Extended Producer Responsibility Laws – Shifting EHS Costs

Posted on November 11, 2021 by Jim Bruen

Extended producer responsibility [“EPR”] laws are intended to place a significant share of the environmental costs of a product on the manufacturer or “producer.”

The concept of EPR laws may have been introduced in a 1990 report to the Swedish Ministry of the Environment by Thomas Lindqvist: “[EPR] is an environmental protection strategy to … [decrease the] total environmental impact of a product . . .  by making the manufacturer of the product responsible for the entire life-cycle of the product and especially for . . . take-back, recycling and final disposal.”

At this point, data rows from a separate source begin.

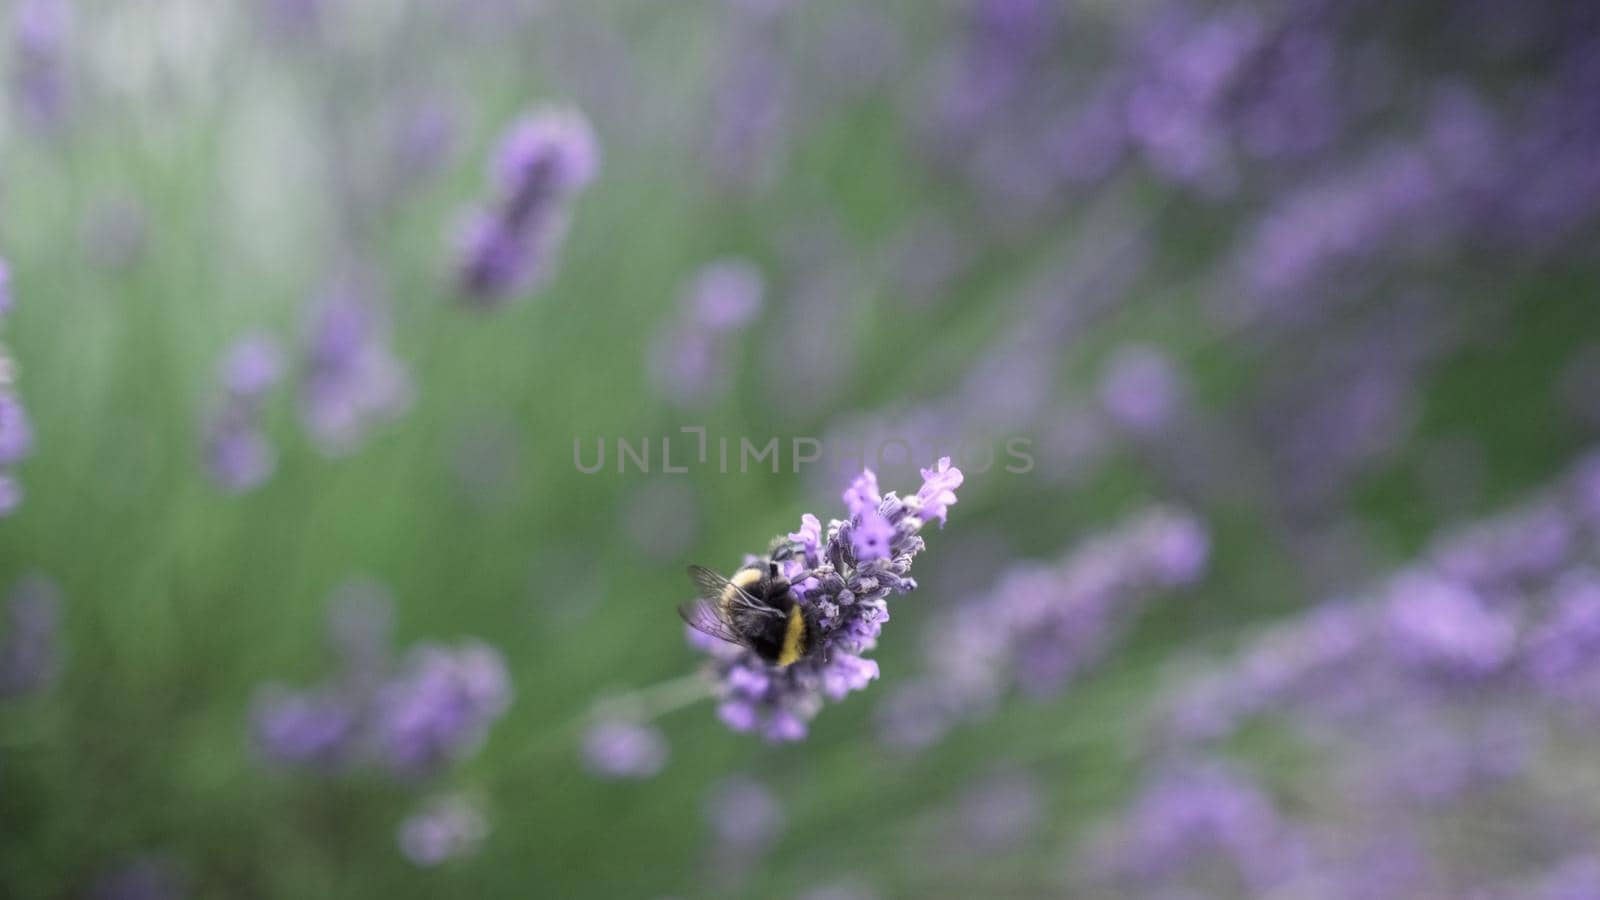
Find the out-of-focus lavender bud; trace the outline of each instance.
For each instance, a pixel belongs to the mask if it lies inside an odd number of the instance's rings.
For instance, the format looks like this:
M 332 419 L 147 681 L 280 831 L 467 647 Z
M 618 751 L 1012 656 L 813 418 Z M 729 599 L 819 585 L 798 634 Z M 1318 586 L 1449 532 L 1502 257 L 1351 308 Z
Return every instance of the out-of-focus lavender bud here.
M 265 334 L 235 341 L 223 359 L 223 396 L 204 434 L 206 470 L 224 490 L 242 493 L 264 484 L 278 454 L 261 430 L 262 405 L 283 377 L 283 351 Z
M 13 82 L 24 116 L 51 129 L 67 114 L 67 42 L 72 10 L 66 0 L 19 0 L 12 12 Z
M 456 110 L 439 97 L 425 97 L 406 110 L 394 137 L 397 177 L 421 181 L 442 169 L 456 151 Z
M 1100 379 L 1100 405 L 1111 420 L 1135 437 L 1160 433 L 1184 402 L 1183 377 L 1154 347 L 1124 347 L 1107 363 Z
M 1158 774 L 1089 868 L 1136 893 L 1203 879 L 1223 894 L 1258 896 L 1302 865 L 1300 839 L 1269 796 L 1237 771 L 1196 765 Z
M 32 452 L 33 424 L 28 412 L 16 394 L 0 386 L 0 468 L 15 466 Z
M 406 859 L 432 868 L 470 856 L 489 834 L 482 810 L 467 797 L 435 797 L 400 823 L 397 839 Z
M 1055 565 L 1015 566 L 988 594 L 936 621 L 928 673 L 891 698 L 880 736 L 918 749 L 986 714 L 1007 687 L 1060 690 L 1104 656 L 1145 595 L 1193 582 L 1209 553 L 1197 520 L 1154 509 Z
M 491 167 L 493 196 L 462 233 L 460 281 L 470 299 L 500 305 L 554 273 L 573 200 L 599 167 L 594 132 L 575 110 L 532 113 L 512 126 Z
M 269 763 L 332 771 L 360 749 L 361 712 L 329 691 L 290 691 L 268 685 L 256 695 L 251 732 Z
M 0 697 L 39 693 L 61 672 L 61 590 L 42 575 L 18 581 L 6 597 L 0 638 Z
M 652 351 L 651 368 L 661 390 L 686 405 L 720 397 L 727 389 L 735 336 L 760 315 L 765 292 L 761 270 L 745 260 L 717 260 L 695 273 L 677 321 Z
M 1517 625 L 1469 589 L 1416 572 L 1390 587 L 1388 622 L 1395 653 L 1443 674 L 1478 676 L 1511 661 Z
M 629 719 L 599 719 L 583 735 L 584 767 L 601 778 L 653 778 L 667 753 L 658 729 Z
M 510 705 L 499 651 L 476 641 L 423 645 L 377 698 L 380 753 L 397 775 L 431 775 L 476 750 Z
M 795 117 L 794 74 L 778 41 L 787 4 L 741 3 L 728 23 L 712 85 L 703 158 L 713 183 L 735 194 L 771 183 Z
M 355 452 L 373 428 L 411 408 L 411 375 L 389 345 L 376 299 L 361 285 L 335 285 L 313 305 L 305 342 L 300 419 L 323 453 Z
M 283 349 L 264 334 L 240 338 L 222 364 L 223 387 L 236 397 L 259 397 L 282 378 Z

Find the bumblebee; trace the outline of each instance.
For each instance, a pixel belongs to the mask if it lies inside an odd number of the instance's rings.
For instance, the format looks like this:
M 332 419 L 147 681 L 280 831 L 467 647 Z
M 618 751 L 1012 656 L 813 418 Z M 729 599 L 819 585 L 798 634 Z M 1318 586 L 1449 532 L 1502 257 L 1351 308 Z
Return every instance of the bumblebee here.
M 811 656 L 822 646 L 822 628 L 779 570 L 782 558 L 775 551 L 732 578 L 690 566 L 700 596 L 678 607 L 678 615 L 690 628 L 745 647 L 780 669 Z

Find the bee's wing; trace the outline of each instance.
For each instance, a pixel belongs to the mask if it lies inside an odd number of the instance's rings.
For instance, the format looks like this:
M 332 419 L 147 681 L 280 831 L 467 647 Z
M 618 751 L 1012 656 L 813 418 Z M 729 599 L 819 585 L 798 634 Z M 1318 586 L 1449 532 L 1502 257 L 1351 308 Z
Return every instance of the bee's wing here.
M 717 607 L 705 600 L 691 600 L 678 607 L 678 615 L 683 618 L 684 624 L 701 634 L 709 634 L 719 640 L 730 644 L 744 646 L 744 641 L 728 626 L 722 615 L 717 612 Z
M 736 607 L 741 611 L 749 612 L 758 616 L 769 616 L 773 618 L 783 617 L 782 611 L 775 609 L 768 604 L 762 603 L 755 597 L 752 597 L 749 591 L 739 587 L 728 579 L 723 578 L 721 575 L 718 575 L 716 572 L 711 571 L 705 566 L 690 566 L 689 577 L 694 579 L 694 585 L 700 591 L 700 599 L 709 603 L 714 609 L 722 609 L 722 595 L 729 588 L 732 588 L 733 594 L 728 598 L 727 606 Z

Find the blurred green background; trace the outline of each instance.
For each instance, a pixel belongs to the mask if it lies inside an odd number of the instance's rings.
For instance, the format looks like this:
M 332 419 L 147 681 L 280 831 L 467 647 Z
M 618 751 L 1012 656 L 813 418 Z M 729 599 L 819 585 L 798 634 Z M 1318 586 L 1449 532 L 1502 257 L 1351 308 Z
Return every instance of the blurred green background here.
M 1240 340 L 1206 314 L 1195 273 L 1248 203 L 1219 210 L 1130 176 L 992 240 L 971 201 L 923 164 L 925 138 L 902 114 L 921 84 L 910 61 L 959 26 L 943 4 L 873 5 L 896 26 L 900 68 L 859 95 L 806 103 L 758 190 L 707 173 L 703 137 L 738 40 L 740 13 L 723 4 L 328 4 L 309 33 L 274 24 L 268 5 L 74 4 L 65 123 L 39 131 L 12 116 L 0 134 L 0 256 L 16 298 L 0 337 L 37 433 L 19 470 L 26 500 L 0 522 L 0 583 L 38 571 L 60 584 L 65 653 L 50 689 L 0 701 L 6 896 L 84 896 L 146 856 L 197 897 L 795 896 L 839 883 L 882 896 L 1049 894 L 1074 841 L 1131 789 L 1141 713 L 1167 663 L 1359 584 L 1441 523 L 1558 471 L 1592 434 L 1564 412 L 1555 361 L 1600 333 L 1593 266 L 1506 275 L 1454 262 L 1432 284 L 1492 323 L 1492 339 L 1429 368 L 1405 439 L 1354 479 L 1342 513 L 1362 524 L 1365 568 L 1330 580 L 1308 565 L 1270 480 L 1194 490 L 1159 452 L 1116 452 L 1079 480 L 1052 477 L 1048 460 L 1032 475 L 974 475 L 948 528 L 928 535 L 921 589 L 896 601 L 882 682 L 793 745 L 731 733 L 710 704 L 691 706 L 659 722 L 670 746 L 659 775 L 599 779 L 580 752 L 595 702 L 697 664 L 673 615 L 684 564 L 731 568 L 803 512 L 839 515 L 843 484 L 700 468 L 587 476 L 574 439 L 682 425 L 822 436 L 847 414 L 947 396 L 1026 314 L 1029 286 L 1104 237 L 1107 207 L 1150 251 L 1110 309 L 1059 341 L 1056 390 L 1090 395 L 1117 347 L 1160 346 L 1194 408 L 1249 446 L 1241 411 L 1262 380 L 1328 332 Z M 811 80 L 825 57 L 812 50 L 852 10 L 797 6 L 782 45 L 813 64 L 795 67 L 792 86 L 821 93 Z M 432 174 L 394 186 L 390 138 L 418 98 L 448 101 L 451 148 Z M 545 103 L 593 120 L 599 177 L 576 201 L 552 281 L 503 309 L 468 308 L 452 229 L 486 194 L 504 128 Z M 104 221 L 121 209 L 142 225 L 134 249 L 108 261 L 96 223 L 115 227 Z M 894 251 L 930 209 L 980 249 L 936 302 L 918 303 Z M 764 272 L 763 317 L 738 342 L 725 396 L 673 404 L 653 389 L 652 342 L 694 273 L 729 256 Z M 296 346 L 308 298 L 352 264 L 388 298 L 414 406 L 358 452 L 327 458 L 297 427 L 293 391 L 278 391 L 265 418 L 277 471 L 247 494 L 219 490 L 200 435 L 226 347 L 253 330 Z M 787 389 L 773 364 L 780 322 L 819 274 L 837 298 L 826 341 L 837 380 Z M 1462 435 L 1477 478 L 1441 505 L 1426 472 Z M 1155 604 L 1059 697 L 1009 701 L 914 755 L 875 739 L 879 695 L 919 669 L 938 609 L 1008 560 L 1056 558 L 1155 501 L 1209 525 L 1200 586 Z M 356 576 L 393 592 L 397 647 L 476 636 L 510 668 L 509 712 L 433 783 L 477 798 L 492 830 L 435 869 L 395 841 L 432 787 L 273 769 L 250 745 L 261 684 L 332 670 L 328 597 Z M 952 834 L 964 791 L 1018 768 L 1041 786 L 1043 823 L 1001 852 L 963 851 Z M 786 822 L 739 877 L 718 875 L 704 812 L 730 774 L 770 786 Z

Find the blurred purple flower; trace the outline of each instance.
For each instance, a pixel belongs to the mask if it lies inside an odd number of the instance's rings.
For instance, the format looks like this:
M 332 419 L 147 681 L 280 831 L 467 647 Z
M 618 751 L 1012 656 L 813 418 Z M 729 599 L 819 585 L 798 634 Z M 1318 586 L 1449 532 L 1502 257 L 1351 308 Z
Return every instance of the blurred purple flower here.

In the United States, approximately 40 states have enacted EPR laws since 2008. See, e.g., CA Public Resources Code § 42971 – 72.5 (re. carpet recycling). This summer, states showed an increased interest in EPR legislation with laws passed in Maine (LD1541 – An Act to Support and Improve Municipal Recycling Programs and Save Taxpayer Money) and Oregon (SB582 – the Recycling Modernization Act). Similar legislation is being further considered by California (SB54 – the Plastic Pollution Producer Responsibility Act), Hawaii (SB1419 – the Municipal Product Stewardship Program Act), Massachusetts (S517, S610, H878 – An Act to Save Commonwealth Recycling Costs), New Jersey (A5680 – Legislation to increase recycled content and recycling rates), New York  (S01185C – the Extended Producer Responsibility Act, see also A05801 re recycling and end-of-life product recovery), Pennsylvania (HB1873 –Legislation providing in part for recycling of covered products) and Vermont (H0142 – An Act Relating to Extended Producer Responsibility for Packaging and Paper Products). Congress is also considering EPR legislation (HR2238 – the Break Free from Plastic Pollution Act). For an earlier (2014) perspective on EPR in this blog space, consider this article. Obviously, EPR has continued to gain momentum.

Although most current legislative proposals focus on shifting the costs of recycling or environmentally improved product design to manufacturers, there is no reason that future EPR laws could not likewise shift the true social costs of manufacturing, by requiring each manufacturer to bear most, if not all, of the environmental, and health and safety costs incurred throughout the entire life cycle of each product. The elasticity of the demand for each product would then determine how much of this expense could be passed on to the consumer.